An Episcopal Church priest and a businessman were recently charged with allegedly defrauding a Kansas-based foster care organization of approximately $10 million.

A federal grand jury in Topeka indicted the Rev. Robert Smith of Salina and William Byrd Whymark of Mount Kisco, New York, for allegedly defrauding the Salina-based Saint Francis Ministries, according to a statement from the U.S. Attorney’s Office of the District of Kansas.

Smith faces one count of conspiracy to commit wire fraud, one count of money laundering, and 15 counts of wire fraud. Whymark was charged with one count of conspiracy to commit wire fraud, three counts of money laundering, and ten counts of wire fraud.

The Federal Bureau of Investigation is investigating, while assistant U.S. attorneys Christine Kenney and Skipper Jacobs prosecute the case.

According to authorities, Smith used his position as chief executive officer of SFM to enter into an agreement on behalf of the ministry with a company owned by Whymark in 2018. From there, Smith allegedly authorized payments of overinflated, fraudulent invoices from Whymark.

Authorities accuse Smith of using SFM credit cards for expenditures that were of a personal and unauthorized nature.
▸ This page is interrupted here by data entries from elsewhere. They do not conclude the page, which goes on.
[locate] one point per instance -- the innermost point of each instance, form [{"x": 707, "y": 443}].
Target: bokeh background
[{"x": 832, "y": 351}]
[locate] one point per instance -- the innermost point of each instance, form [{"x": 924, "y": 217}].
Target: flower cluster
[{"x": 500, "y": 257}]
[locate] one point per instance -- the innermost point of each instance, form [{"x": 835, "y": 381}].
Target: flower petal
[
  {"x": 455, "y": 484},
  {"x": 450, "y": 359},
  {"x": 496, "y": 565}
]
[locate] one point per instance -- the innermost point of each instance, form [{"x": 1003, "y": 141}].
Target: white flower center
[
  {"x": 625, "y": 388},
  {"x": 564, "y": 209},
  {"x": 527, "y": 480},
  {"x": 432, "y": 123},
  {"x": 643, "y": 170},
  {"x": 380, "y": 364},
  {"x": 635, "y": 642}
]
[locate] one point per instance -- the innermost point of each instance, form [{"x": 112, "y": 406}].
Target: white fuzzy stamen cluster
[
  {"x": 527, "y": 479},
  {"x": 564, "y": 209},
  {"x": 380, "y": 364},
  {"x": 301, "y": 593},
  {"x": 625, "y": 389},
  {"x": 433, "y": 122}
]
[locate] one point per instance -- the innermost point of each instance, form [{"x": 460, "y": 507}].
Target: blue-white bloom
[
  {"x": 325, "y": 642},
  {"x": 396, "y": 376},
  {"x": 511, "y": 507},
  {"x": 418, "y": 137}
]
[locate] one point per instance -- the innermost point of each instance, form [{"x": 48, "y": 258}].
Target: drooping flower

Ordained in 2011, Smith served as CEO of SFM from 2014 until 2020, when the nonprofit’s board reportedly compelled him to resign amid concerns about financial mismanagement.

Bishop Paula Clark, head of the Episcopal Diocese of Chicago, where Smith was a canonical resident, announced that Smith was suspended “from any priestly and ministerial duties.” She ordered Smith to have “no direct access to credit cards, bank accounts, or any other funds held by the church.”

“I will meet with the Rev. Smith regularly as these legal proceedings unfold to ensure his compliance with the terms of this suspension,” stated Clark, as reported by Episcopal News Service.

“The Episcopal Diocese of Chicago takes allegations of clergy misconduct very seriously and cooperates fully with legal authorities.”

Smith was suspended in 2020 following his departure from SFM. However, the suspension was lifted when an investigation into his activities could not find evidence of wrongdoing, reported ENS.

In response to the indictment, SFM stated to the Omaha, Nebraska-based WOWT News that its leaders “appreciate the diligence exhibited in the pursuit of justice by all parties.”

“As the case moves forward, Saint Francis will continue to work transparently and collaboratively with federal authorities as part of the investigative process,” stated SFM.

State Rep. Susan Concannon, a Republican who chairs the Joint Committee on Child Welfare System Oversight, said during a meeting on Wednesday that SFM doesn’t “deserve to continue a partnership with the state of Kansas in any capacity.”

“I am horrified at the level of devious behavior by Saint Francis,” Concannon said, according to The Associated Press. “The more we find out, the more we realize we don’t know!”

SFM filed a lawsuit against Smith, Waymark, and its former chief counsel, seeking to recover the stolen funds.